An einem von Trauer, Resignation und Ohnmacht beherrschten Tag wie diesem holen sie das Lied dieses Tages aus der Vergangenheit in die Gegenwart. Statt des „Ich hatt’ einen Kameraden“, singen oder denken sie. „Ich hab’ einen Kameraden, einen bessern findst du nicht.“ Weil er – Jesus Christus - der Menschheit, in die er um Gottes Willen eingegangen ist, die Treue hält und dem Tod nicht das Feld überlässt.

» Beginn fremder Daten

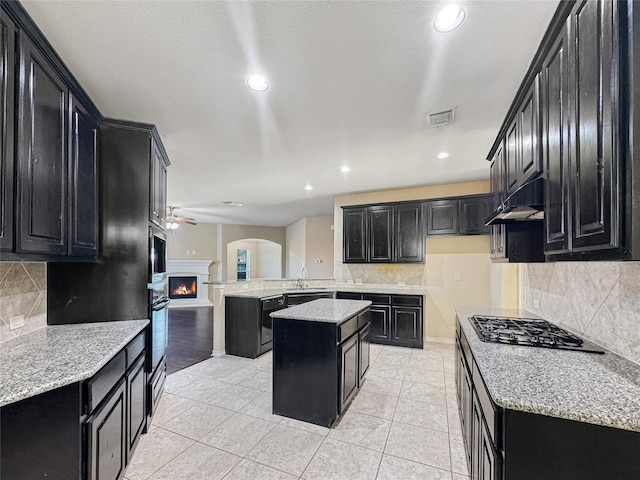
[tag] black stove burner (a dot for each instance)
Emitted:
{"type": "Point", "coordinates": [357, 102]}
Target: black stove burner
{"type": "Point", "coordinates": [531, 332]}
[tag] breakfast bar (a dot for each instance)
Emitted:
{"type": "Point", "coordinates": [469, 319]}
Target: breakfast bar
{"type": "Point", "coordinates": [320, 357]}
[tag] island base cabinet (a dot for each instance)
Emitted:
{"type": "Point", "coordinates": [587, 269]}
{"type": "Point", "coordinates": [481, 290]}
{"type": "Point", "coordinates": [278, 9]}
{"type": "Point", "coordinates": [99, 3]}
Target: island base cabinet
{"type": "Point", "coordinates": [40, 436]}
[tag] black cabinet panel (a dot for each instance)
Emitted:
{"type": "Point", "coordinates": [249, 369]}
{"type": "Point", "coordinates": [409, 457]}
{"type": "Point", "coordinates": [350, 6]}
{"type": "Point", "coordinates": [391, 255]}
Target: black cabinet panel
{"type": "Point", "coordinates": [595, 189]}
{"type": "Point", "coordinates": [83, 183]}
{"type": "Point", "coordinates": [409, 241]}
{"type": "Point", "coordinates": [381, 229]}
{"type": "Point", "coordinates": [42, 155]}
{"type": "Point", "coordinates": [355, 235]}
{"type": "Point", "coordinates": [555, 145]}
{"type": "Point", "coordinates": [380, 323]}
{"type": "Point", "coordinates": [472, 214]}
{"type": "Point", "coordinates": [7, 132]}
{"type": "Point", "coordinates": [107, 443]}
{"type": "Point", "coordinates": [406, 326]}
{"type": "Point", "coordinates": [349, 376]}
{"type": "Point", "coordinates": [442, 217]}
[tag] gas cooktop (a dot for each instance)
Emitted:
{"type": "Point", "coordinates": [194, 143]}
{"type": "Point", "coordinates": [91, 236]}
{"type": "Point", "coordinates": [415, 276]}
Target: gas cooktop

Und als Kinder des Lichtes nehmen wir uns gern ein Beispiel an einem Mann, der seine Zukunft dadurch sicherte, dass er anderen Schulden erließ. Dazu sind wir da - wenn auch nicht in riesigen Massen - aber in jeder Stadt und auf jedem Dorf genug, um Menschen, die an ihrer Lebensschuld schwer zu tragen haben, einen großen Teil weg zu nehmen, sodass sie wieder aufatmen und Freundschaften schließen können. Das können wir, weil wir mit Gott in einem Bunde leben, der nicht gekündigt wird. Amen.